I have not tried to rewrite history in these paintings but to find a thread of connectivity running between the present and this ‘Seated Old Relic’. This thread has undoubtedly crossed over many paths and this is perhaps the very value of abstract painting. Unlike a photograph which captures a singular moment in time, an abstract painting enables many connections to be made within a storyline. It offers a chance to hold onto a moment from the past in a physically tangible way whilst referencing topical concerns of the world of today. We come, often on holiday - enjoying our free time - to view historical homes and all their mystery and majesty. The tradition of painting is malleable enough to interpret these histories in the context of today’s myriad concerns; from climate change, the ecological crisis, the destruction of Nature, the often frightening effects of mass-consumption, exponential population growth, disease and war to the fictitious dangers and paradoxical benefits of our Digital Age. Indeed, the storyline of the Martyns has not ended with their departure from Athelhampton, but provides the very backdrop of historical house and garden.

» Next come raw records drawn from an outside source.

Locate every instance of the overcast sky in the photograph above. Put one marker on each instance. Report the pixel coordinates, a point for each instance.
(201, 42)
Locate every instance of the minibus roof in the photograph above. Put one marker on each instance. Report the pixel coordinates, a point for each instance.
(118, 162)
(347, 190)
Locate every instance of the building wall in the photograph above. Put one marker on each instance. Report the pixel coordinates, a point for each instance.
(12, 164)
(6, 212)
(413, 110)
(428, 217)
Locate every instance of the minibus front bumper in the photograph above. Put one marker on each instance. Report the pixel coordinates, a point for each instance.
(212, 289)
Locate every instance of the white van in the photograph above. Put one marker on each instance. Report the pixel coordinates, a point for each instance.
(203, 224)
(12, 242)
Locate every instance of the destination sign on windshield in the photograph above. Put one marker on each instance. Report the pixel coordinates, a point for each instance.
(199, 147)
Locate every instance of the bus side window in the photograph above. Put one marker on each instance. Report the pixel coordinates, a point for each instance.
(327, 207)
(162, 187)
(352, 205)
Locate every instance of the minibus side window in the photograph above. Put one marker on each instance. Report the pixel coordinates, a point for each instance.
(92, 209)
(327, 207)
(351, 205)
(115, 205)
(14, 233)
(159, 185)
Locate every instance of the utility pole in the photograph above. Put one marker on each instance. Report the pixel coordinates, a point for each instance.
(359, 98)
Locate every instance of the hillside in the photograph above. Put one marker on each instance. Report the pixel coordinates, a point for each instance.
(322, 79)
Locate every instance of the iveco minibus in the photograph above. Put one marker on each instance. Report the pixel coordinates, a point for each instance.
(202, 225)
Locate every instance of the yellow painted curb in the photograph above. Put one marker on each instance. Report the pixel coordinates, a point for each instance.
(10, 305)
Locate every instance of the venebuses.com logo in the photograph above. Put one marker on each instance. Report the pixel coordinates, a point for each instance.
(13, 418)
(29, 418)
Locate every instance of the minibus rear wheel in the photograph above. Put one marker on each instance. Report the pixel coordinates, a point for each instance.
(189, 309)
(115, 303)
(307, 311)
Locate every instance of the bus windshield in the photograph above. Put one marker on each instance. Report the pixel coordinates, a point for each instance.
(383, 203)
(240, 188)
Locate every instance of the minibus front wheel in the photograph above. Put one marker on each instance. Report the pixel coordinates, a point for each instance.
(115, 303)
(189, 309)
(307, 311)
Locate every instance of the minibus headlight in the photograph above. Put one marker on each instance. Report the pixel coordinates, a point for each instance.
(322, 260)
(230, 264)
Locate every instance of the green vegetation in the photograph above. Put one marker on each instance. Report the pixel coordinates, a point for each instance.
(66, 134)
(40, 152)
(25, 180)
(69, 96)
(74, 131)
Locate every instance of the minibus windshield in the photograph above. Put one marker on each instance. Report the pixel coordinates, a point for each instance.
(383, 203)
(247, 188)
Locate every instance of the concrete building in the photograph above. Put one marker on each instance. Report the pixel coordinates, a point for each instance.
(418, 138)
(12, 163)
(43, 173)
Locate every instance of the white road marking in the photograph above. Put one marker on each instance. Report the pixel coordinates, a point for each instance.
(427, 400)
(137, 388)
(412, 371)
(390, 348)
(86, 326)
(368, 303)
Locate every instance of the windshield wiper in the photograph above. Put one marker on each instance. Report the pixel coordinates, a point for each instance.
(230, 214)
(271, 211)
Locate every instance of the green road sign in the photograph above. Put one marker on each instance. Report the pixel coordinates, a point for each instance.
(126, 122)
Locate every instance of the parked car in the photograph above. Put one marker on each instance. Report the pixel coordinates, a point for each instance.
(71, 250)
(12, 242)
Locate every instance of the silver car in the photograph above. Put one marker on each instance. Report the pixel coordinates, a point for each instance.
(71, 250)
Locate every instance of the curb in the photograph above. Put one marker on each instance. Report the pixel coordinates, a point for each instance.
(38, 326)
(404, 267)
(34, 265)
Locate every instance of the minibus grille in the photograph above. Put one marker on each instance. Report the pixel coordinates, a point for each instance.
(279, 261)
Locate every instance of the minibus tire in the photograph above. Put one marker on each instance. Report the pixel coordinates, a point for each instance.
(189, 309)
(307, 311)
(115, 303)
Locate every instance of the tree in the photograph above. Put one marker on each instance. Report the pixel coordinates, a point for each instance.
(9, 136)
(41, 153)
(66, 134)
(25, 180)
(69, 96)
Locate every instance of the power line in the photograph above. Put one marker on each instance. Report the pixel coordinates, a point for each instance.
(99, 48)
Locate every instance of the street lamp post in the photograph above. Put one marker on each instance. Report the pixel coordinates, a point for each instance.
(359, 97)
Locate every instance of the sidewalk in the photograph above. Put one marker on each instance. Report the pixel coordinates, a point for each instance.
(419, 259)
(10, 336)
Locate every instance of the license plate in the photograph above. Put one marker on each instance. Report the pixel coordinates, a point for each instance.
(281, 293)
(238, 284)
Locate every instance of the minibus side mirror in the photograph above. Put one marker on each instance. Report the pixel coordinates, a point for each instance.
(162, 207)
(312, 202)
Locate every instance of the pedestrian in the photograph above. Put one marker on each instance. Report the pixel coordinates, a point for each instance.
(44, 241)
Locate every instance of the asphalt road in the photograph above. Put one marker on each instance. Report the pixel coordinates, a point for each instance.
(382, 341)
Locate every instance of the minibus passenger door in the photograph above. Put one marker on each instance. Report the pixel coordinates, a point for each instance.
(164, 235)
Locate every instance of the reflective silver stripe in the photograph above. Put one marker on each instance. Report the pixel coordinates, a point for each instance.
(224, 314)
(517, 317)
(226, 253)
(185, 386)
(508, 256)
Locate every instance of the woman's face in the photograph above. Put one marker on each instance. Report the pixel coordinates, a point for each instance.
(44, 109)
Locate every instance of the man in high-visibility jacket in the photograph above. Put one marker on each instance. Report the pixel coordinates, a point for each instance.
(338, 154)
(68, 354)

The unique opportunity of being able to exhibit these paintings upon the very walls which provided their inspiration - whether it be a person, a stained glass window or the feeling of a restless spirit - adds to this thread of connectivity. When I first visited Athelhampton I knew it was a house still breathing, still living, as much alive inside as the Gardens are outside. I think it is only through paint that this can be celebrated and communicated. Even if not all aspects of the estate’s history and previous residents are known today, painting lends itself very well in the search to discover those questions which may not have full or complete answers. The estate does not always reveal its true self and it is through this withheld, or unrequited gift, that so many continue to find delight and enjoyment in visiting Athelhampton House and Gardens.